Die ersten Gäste treffen ein. Herr B. aus C. schwört sogleich, heute Nacht nicht wieder zu Fuß von Frankenberg ins doch recht entfernte Chemnitz laufen zu wollen. Das Buffet eröffnet sich von selbst. Gepriesen seien Fettbemmen und gehaltvolle Salate. Pichelstein versucht sich am ersten endemischen Bier, Makarios bleibt zunächst bei dunklem Brausewasser, Fürst Fedjas Mineralien-Nachdurst ist groß. Aus den Musikboxen erklingen die Hits der 90er. Einzig Van Halens „Jump“ ging in der Auswahl verloren. Als DJ Thomas zurück vom Weihnachtsmarkt auftaucht, naht Rettung. Es wird Jazz-Rock geboten. Jazz-Rock der gefühlt 70er/80er Jahre mit poetischen DDR-Texten, abgespeichert im Laptop-Ordner „The other side of Schlager“. Doch genauso wie niemand Landstiche dissen sollte…. Jedenfalls hat der Grillmeister seinen Dienst aufgenommen, die Festspiele zu Frankenberg können nach leckeren Würsten beginnen.

Doch nein, noch nicht. Ein Hello-Kitty-Schnaps muss getrunken werden.
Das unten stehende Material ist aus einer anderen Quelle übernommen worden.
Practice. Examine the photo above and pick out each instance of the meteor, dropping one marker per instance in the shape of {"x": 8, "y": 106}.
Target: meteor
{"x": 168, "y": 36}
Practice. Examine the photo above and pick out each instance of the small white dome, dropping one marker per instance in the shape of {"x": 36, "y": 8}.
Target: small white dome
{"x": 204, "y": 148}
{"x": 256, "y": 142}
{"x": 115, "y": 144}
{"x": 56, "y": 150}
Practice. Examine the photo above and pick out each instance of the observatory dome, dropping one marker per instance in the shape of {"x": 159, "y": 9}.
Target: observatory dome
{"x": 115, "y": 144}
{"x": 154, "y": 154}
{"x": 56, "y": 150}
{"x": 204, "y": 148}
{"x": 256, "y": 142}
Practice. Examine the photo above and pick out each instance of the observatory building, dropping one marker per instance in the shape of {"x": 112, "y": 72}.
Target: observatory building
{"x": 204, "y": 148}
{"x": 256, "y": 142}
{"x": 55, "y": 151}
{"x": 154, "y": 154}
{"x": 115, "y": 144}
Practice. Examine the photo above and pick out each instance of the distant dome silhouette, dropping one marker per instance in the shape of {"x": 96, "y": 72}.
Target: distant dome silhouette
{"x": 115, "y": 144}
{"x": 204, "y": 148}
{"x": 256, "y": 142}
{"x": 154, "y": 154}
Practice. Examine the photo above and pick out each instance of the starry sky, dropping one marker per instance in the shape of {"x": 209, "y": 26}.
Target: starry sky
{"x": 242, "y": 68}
Und noch einer. Dann stehen die Feldmänner am Rand. Alles, was dort noch gesichtet wird und ein „Der“ im Liednamen trägt, wird dargeboten. In leichter Wildheit freut sich’s verehrte Publikum. Der Applaus brandet wie die Nordsee bei Flut. Und dann kommen sie, die kleinen, gemeinen, erstaunlicherweise schon wieder richtig gut schmeckenden Schnapsbecher. Pichelstein wird der Mund damit gefüllt, Makarios nippt zunächst. Doch man kann nicht aus seiner Haut. Außerdem: Was würde denn das Feiervolk denken? Im Eishockey heißt es schließlich auch in Überzahl vorm gegnerischen Tor „Hinein, hinein“. Umso besser, dass bald Pause ist. Es folgt der Geschenkblock und Meister Ernst Eiswürfel macht reichlich Gebrauch davon. Als imposanteste Erscheinung wird eine Polyester-Lady im verführerischen Outfit gereicht. Nun, getreu dem eben gehörten „Gefesselt“ der Russian Doctors muss Hand dran gelegt werden. Mit „Beim Bücken“ ist hier kein Staat zu machen, denn die Lady ist ja aus Plastik. Die Doctors hingegen nicht und so jagt Konzertrunde zwei durch die Tischlerei. Tierlieder, Menschenlieder, Russenlieder. Makarios und Pichelstein geben alles. Es fliegen die Pleks, zischen die Biere, heute lässt es sich gut leben. Und als der letzte Ton verklungen ist, weiß jeder im Rund: Der Abend, die Nacht geht noch weiter. Und das ist, wie Pratajev es fürwahr ausdrücken würde: gut so, gut so, gut so, gut so.